Eine Großstudie amerikanischer Forscher beweist: Impfungen könnten den weltweit häufigen Gebärmutterhalskrebs verhindern.
aus DER SPIEGEL 49/2002

Seit drei Jahrzehnten ist Harald zur Hausen, Virologe am Deutschen Krebsforschungszentrum in Heidelberg, den Bösewichtern auf der Spur: »Schon in den siebziger Jahren hatte ich den Verdacht«, sagt der nun 66-jährige Forscher, »dass die so genannten Papillomaviren mit Krebs zu tun haben.«

Tatsächlich entdeckten er und seine Mitarbeiter dann im Tumorgewebe von Frauen, die an Gebärmutterhalskrebs litten, besonders gefährliche Vertreter dieser als »HPV« ("Human Papillomavirus") bezeichneten Spezies.

Alle Versuche, die Pharmaindustrie für die Herstellung eines Impfstoffs gegen den offenbar Krebs auslösenden Erreger HPV-16 zu interessieren, seien damals jedoch »kläglich gescheitert«, sagt der Wissenschaftler - wofür er Verständnis hat, denn noch »kamen aus unterschiedlichen Forschungslabors widersprüchliche Befunde«.

Nun ist der »enorm weite und schwierige Weg« (zur Hausen) offenbar zu einem guten Ende gekommen: In einer Studie haben amerikanische Kollegen erstmals klar gezeigt, dass eine Impfung einer HPV-16-Infektion - und damit auch dem weit verbreiteten Gebärmutterhalskrebs - vorbeugen kann. Übertragen werden die Viren beim Sex - bei Frauen und bei Männern können sie gleichermaßen eine Infektion der Genitalien auslösen.

Nachdem dieser »neue Schritt in der Krebsprävention« getan ist, glaubt zur Hausen, »wird es zügig weitergehen": Sei die erfolgreich getestete Vakzine erst zugelassen, werde der Gebärmutterhalskrebs »signifikant zurückgehen«.

Als erste von mehren Forschergruppen, die gegenwärtig die Wirksamkeit von HPV-Impfungen nachzuweisen versuchen, hat das Team um die Epidemiologin Laura Koutsky die Bestätigung geliefert: Gemeinsam testeten die Wissenschaftler von vier US-Universitäten und Pharmaforscher des Merck-Konzerns die Vakzine an 2392 jungen Frauen.
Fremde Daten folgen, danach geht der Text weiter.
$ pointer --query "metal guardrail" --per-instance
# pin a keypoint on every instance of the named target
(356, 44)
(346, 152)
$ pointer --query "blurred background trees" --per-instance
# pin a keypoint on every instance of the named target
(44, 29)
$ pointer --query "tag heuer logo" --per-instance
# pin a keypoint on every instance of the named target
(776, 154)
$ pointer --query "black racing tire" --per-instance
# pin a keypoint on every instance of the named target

Die Hälfte von ihnen erhielt, ohne ihr Wissen, mit der Impfspritze nur ein Placebo, ein Scheinmedikament.

Die echte Vakzine besteht aus Eiweißpartikeln, die dem Virus nur äußerlich ähneln und so den Organismus zur Gegenwehr stimulieren: Der Körper produziert bei Virusattacken große Mengen schützender Antikörper, die sämtliche Schleimhäute abschirmen.

Im Laufe von fast eineinhalb Jahren entwickelten sich bei den Teilnehmerinnen der neuen Studie insgesamt neun Fälle von HPV-16-Tumoren am Gebärmutterhals - doch seien sie ausnahmslos, so berichten die Forscher im »New England Journal of Medicine«, in der Placebo-Gruppe aufgetreten.
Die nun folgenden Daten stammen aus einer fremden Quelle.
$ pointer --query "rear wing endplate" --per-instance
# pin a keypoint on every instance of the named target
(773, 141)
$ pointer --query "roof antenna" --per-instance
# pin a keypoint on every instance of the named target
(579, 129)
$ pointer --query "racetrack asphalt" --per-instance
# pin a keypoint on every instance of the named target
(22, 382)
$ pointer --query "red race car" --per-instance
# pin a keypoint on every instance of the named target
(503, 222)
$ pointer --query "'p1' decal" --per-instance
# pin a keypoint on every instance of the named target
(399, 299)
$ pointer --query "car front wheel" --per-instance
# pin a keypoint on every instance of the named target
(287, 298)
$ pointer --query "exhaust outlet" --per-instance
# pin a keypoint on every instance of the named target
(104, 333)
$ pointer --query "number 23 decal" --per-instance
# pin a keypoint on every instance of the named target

Bösartige Tumoren am unteren Ausgang des Uterus ("Zervix") rangieren, mitsamt Vorstufen und Frühformen, bei den Krebserkrankungen von Frauen in Deutschland an vierter Stelle - nach Brust- und Lungenkrebs, den sich die Frauen zunehmend anrauchen. Weltweit steht der Zervixkrebs auf Platz zwei: Weil in den Entwicklungsländern die oft langwierigen Krebs-Vorstufenveränderungen weder untersucht noch behandelt werden, »stirbt eine viel höhere Anzahl von Frauen elendiglich daran«, sagt Friederike Gieseking, Oberärztin an der Hamburger Universitätsfrauenklinik, die seit April ebenfalls eine Impfstudie an jungen Frauen durchführt.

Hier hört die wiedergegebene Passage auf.